Show Vector Strength
If this is checked, the strength of the vector is shown by the length of the line. The shorter the line, the less is the strength. This is only applicable if 'Flow Vectors' is set to 'Target' since only that mode allows the strength of each cell to be set individually.
The maximum length of the vector line. The parameter is a percentage of the size of the cell as given in the 'Cell Size' setting.
Use this control to alter the opacity of the vectors. This is useful if the vectors are obscuring other details.
Color 1, Color 2
The colours that the vector is drawn in.
When a particle leaves a Flow Field box, the object will trigger any actions in the 'Actions on Escape' list. You can use this to kill particles which leave the box, for example.
Actions on Escape
Drag any actions to be triggered on leaving the box into this list.
Click this button to create a new action and add it to the list.
These controls allow you to export a flow field as an .fga (Fluid Grid ASCII) file. This can then be imported into the Unreal Engine game development system. You can also import .fga files created elsewhere into the Flow Field object in X-Particles.
You should be aware that the Cartesian coordinates in the Unreal Engine particle system have the Z-axis pointing 'up', unlike Cinema 4D where the Y-axis is the 'up' axis. This will cause particles that in X-Particles moved vertically to move horizontally in Unreal. It is important to remember this when designing your flow field.
Exporting a Flow Field
Export File Name
This is the file to which the flow field will be exported. Select a file in the usual way; if the file doesn't exist, it will be created. When you select an existing file you will be asked to confirm that you want to overwrite it.

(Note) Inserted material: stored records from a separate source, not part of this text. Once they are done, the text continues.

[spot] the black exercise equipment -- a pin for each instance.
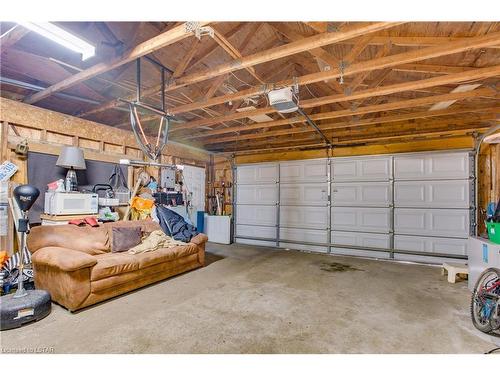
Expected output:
(25, 305)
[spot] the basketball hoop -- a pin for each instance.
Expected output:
(152, 151)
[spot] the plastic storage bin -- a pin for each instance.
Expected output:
(493, 230)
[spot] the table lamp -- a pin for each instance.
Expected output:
(71, 158)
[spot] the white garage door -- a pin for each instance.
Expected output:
(304, 216)
(407, 206)
(256, 204)
(362, 205)
(433, 200)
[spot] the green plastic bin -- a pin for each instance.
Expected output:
(493, 230)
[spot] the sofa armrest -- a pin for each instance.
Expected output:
(199, 239)
(64, 259)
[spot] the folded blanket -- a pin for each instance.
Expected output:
(156, 240)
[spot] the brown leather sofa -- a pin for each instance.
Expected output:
(76, 266)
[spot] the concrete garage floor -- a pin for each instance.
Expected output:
(257, 300)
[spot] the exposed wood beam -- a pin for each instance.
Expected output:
(261, 57)
(368, 93)
(319, 53)
(385, 62)
(162, 40)
(357, 48)
(11, 37)
(233, 52)
(181, 67)
(199, 59)
(361, 77)
(429, 68)
(438, 129)
(411, 103)
(350, 124)
(298, 152)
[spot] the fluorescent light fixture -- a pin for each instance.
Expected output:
(61, 36)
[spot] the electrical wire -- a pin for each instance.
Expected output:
(493, 350)
(245, 83)
(310, 92)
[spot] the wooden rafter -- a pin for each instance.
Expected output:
(368, 93)
(385, 62)
(181, 67)
(11, 37)
(261, 57)
(348, 124)
(164, 39)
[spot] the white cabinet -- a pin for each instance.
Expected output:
(256, 215)
(257, 173)
(373, 194)
(432, 222)
(256, 231)
(456, 246)
(315, 170)
(304, 194)
(265, 194)
(362, 169)
(361, 219)
(432, 166)
(433, 194)
(218, 228)
(304, 217)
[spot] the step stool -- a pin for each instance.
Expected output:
(453, 269)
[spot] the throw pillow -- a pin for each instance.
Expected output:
(124, 238)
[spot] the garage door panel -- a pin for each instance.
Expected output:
(256, 215)
(257, 173)
(427, 259)
(256, 231)
(375, 194)
(304, 194)
(361, 219)
(360, 253)
(432, 166)
(257, 194)
(378, 240)
(256, 242)
(315, 170)
(362, 169)
(432, 194)
(304, 217)
(304, 235)
(432, 222)
(455, 246)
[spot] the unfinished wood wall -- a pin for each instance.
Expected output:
(48, 131)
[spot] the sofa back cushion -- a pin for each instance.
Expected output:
(124, 238)
(147, 226)
(89, 240)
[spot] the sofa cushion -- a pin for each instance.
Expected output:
(151, 258)
(111, 264)
(89, 240)
(124, 238)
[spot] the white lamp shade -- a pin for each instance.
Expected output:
(71, 157)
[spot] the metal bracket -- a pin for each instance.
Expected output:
(331, 28)
(342, 66)
(198, 30)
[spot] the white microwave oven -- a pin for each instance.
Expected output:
(58, 203)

The file will not actually be exported until you click the 'Save Flow Field' button.
The file name will stay in this field so that you can make changes to the flow field and re-export it as many times as you like.
This setting will multiply the magnitude of the vectors which gives particles their initial speed when the flow field is used in Unreal. By default it is set to 1, which leaves the vectors unchanged.
Save Flow Field
Click this button to save the flow field to the specified file.
Importing a Flow Field
Load Flow Field...
Click this button to load a flow field from a per-existing file. These normally have the extension .fga. When you do this, the following changes are made:
- the cell size and solver (box) size are altered to the dimensions given in the .fga file
- the vectors are created with the directions given in the file but are normalised - the vector magnitude (if any) is not used
- most of the controls in the 'General' quicktab become unavailable, since changing them would alter the vectors, making it pointless to import the vectors in the first place
- the 'Loaded .FGA File' field gives the name of the file you loaded, so you can see which file you are using and to preserve the file name when the Cinema 4D file is saved
Loaded .FGA File
The name of the file that was loaded, or '<File Not Loaded>' if you haven't loaded anything yet.
Load Data on Scene Load
If checked, then if the scene file is closed, when it is reopened the data from the .fga file will be loaded automatically.